01 January 2012

SHAKESPEARE CLEAN UP

We have reached the denouement in our study of Shakespeare with some loose ends to be tied up:  tableau vivant for Hamlet happens next week, and the Macbeth test is on the horizon, but most of us have decided on our assessment of the Bard. Me, I'm in heaven. I loved teaching all three plays at once, and did not start quoting the wrong play in the wrong class. AP Lit indulged me in discussion of thematic and symbolic similarities once or twice, but it was for their own good (I told them this. I am sure they believe me). And I got better in steering my young friends' observations and reactions.

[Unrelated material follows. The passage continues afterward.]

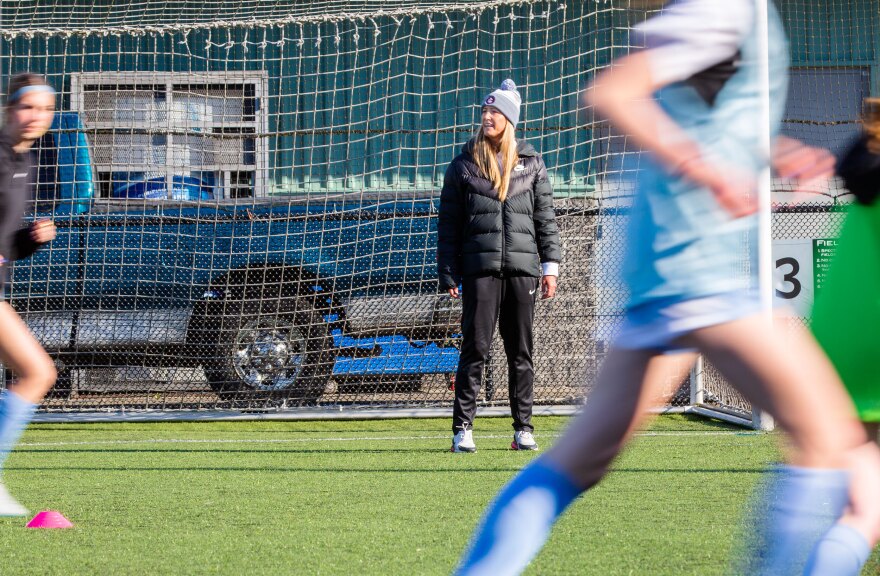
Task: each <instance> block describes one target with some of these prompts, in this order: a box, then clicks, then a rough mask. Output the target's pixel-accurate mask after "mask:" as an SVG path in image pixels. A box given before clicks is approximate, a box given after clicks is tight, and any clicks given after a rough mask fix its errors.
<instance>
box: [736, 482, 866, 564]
mask: <svg viewBox="0 0 880 576" xmlns="http://www.w3.org/2000/svg"><path fill="white" fill-rule="evenodd" d="M848 502H849V474H847V473H846V471H844V470H833V469H818V468H798V467H794V466H780V467H779V468H778V469H777V470H776V471H774V472H773V473H772V477H771V479H770V482H769V485H768V486H767V487H766V492H765V493H764V497H763V501H762V504H763V505H762V506H761V509H760V510H758V511H757V512H758V525H757V526H756V533H755V537H756V539H757V542H756V543H755V545H754V547H753V548H752V550H751V551H750V553H751V557H750V558H748V561H749V562H750V564H751V566H750V568H749V569H748V570H747V571H746V572H745V573H748V574H755V575H766V576H771V575H772V576H780V575H785V574H802V573H803V569H804V566H805V565H806V563H807V559H808V558H809V556H810V552H811V551H812V549H813V548H814V547H815V546H816V544H817V543H818V542H819V540H820V539H821V538H822V536H823V535H824V534H825V533H826V532H827V531H828V530H829V528H831V526H833V525H834V524H835V523H836V522H837V520H838V519H839V518H840V516H841V514H843V510H844V508H845V507H846V505H847V503H848Z"/></svg>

 The outstanding part for learner Healigan was my deeper emotional connection with each of the plays. I know that I FEEL them better. I started the month knowing that Hamlet was the best of the three, but I ended knowing that it was poetry alone that gave Ham the edge over Lear. Lear shocked me with its wildness and the tremendous sorrow I felt reading it. Maybe it is my age--those children could have been mine, at least age-wise. And Macbeth is so great to teach: the arc of character and plot are in total sync. The ending leaves no ambiguity--I think that is a good thing for 16-year-olds, whose lives are so rife with ambiguity and equivocation. Good conquers evil, justice is served and all is right with the world.  We share so much more with the Elizabethans and their great chain of being than we want to admit.
Did you notice I have not mentioned the project or resolution for Lear? That's is because it gets its own post tomorrow--I am still grinning about how my Lear class rocked the playlist project LIKE A BOSS.